“And a Little Child Shall Lead Them,” Ensign, Feb. 1986, 53
One sunny Arizona afternoon, my two-year-old son and I drove to the visitors’ center at the Arizona Temple. I took Josh’s hand as we approached the large double doors, hoping that even though he was so young, I would be able to teach him something about our Savior.
As I opened the door, the statue of Christ stood before us—with arms outstretched as if to beckon us. “Jesus!” Josh exclaimed, as if he were greeting a long-lost friend. Before I could stop him, Josh broke away from me and ran with open arms toward the statue.

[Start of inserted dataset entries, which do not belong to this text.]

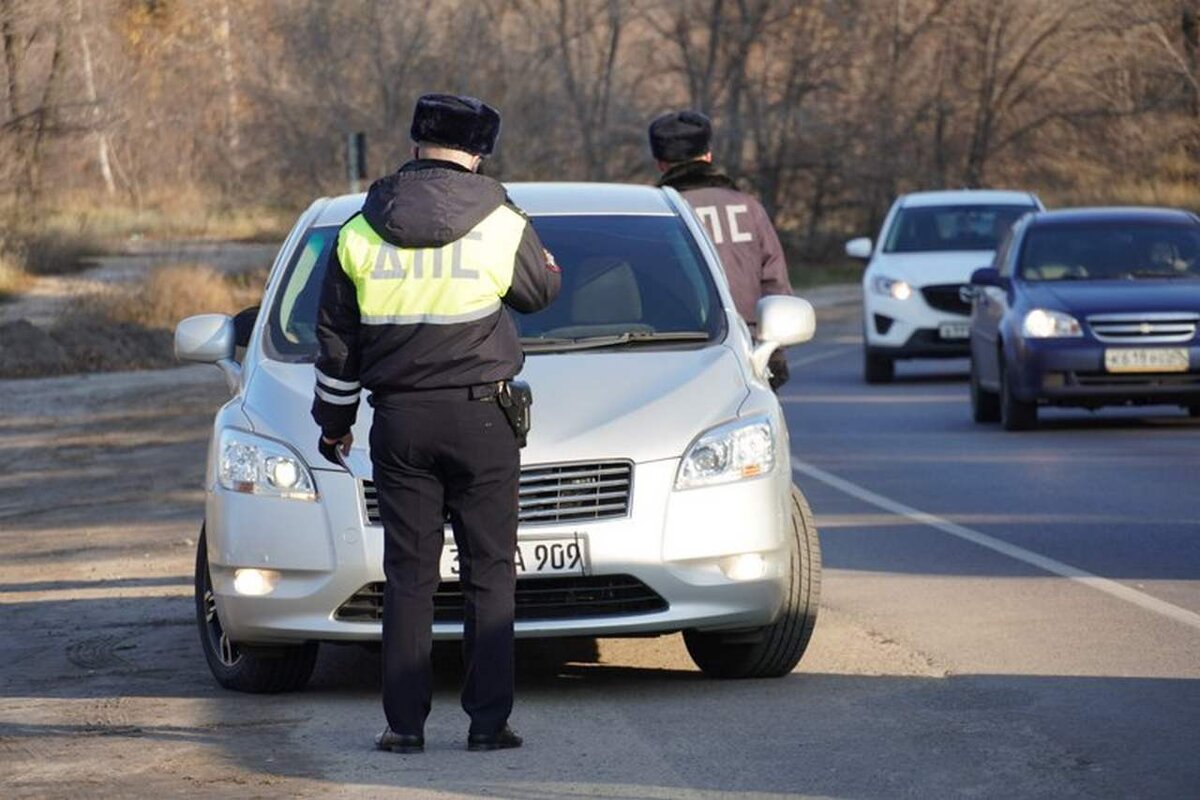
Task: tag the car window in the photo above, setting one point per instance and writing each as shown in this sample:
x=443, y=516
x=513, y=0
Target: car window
x=1110, y=251
x=293, y=319
x=951, y=227
x=624, y=274
x=621, y=275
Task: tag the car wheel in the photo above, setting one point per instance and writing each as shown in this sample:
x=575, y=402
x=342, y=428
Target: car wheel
x=984, y=404
x=1014, y=413
x=285, y=669
x=877, y=368
x=775, y=649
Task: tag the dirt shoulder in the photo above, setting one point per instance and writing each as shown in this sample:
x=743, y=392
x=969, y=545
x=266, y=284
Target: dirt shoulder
x=119, y=313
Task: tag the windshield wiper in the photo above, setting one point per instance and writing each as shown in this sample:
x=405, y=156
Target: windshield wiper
x=535, y=344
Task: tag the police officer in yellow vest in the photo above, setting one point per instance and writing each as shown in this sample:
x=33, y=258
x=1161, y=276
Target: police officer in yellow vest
x=415, y=310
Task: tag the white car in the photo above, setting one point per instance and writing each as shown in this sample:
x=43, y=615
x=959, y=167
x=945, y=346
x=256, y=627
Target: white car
x=913, y=300
x=655, y=489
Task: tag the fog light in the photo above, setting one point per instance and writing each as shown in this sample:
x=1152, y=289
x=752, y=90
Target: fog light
x=747, y=566
x=255, y=583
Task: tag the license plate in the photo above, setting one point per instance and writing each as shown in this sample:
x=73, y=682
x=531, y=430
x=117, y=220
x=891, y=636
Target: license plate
x=534, y=557
x=1146, y=360
x=954, y=330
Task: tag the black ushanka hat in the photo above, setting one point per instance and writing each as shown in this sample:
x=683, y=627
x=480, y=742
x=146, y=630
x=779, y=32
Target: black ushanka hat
x=456, y=121
x=681, y=136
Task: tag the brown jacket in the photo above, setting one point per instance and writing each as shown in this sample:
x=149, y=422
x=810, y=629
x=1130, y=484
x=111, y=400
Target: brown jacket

Darting under the rope barrier that surrounded the figure, he embraced the Savior’s leg.
The guide, smiling, kindly asked Josh to step outside the rope barrier. He spoke with Josh briefly about our visit there, and then went on to welcome others who had come through the door.
I took Josh’s hand, knelt beside him, and talked with him about Christ. Pointing out the nail wounds in the hands and feet of the statue, I told my son about the crucifixion.
Josh’s little chin began to quiver as tears puddled in his eyes. “Who would do that to Jesus?” he whispered, not wanting to believe that anyone would do something so dreadful to someone he loved so much.
Our visit was short, yet Josh talked about it for many days afterward. He could not understand why anyone would want to hurt Jesus, his friend. And I learned from that visit, too. I found out that while I may know about Jesus, it was my sweet two-year-old son who knew the Savior.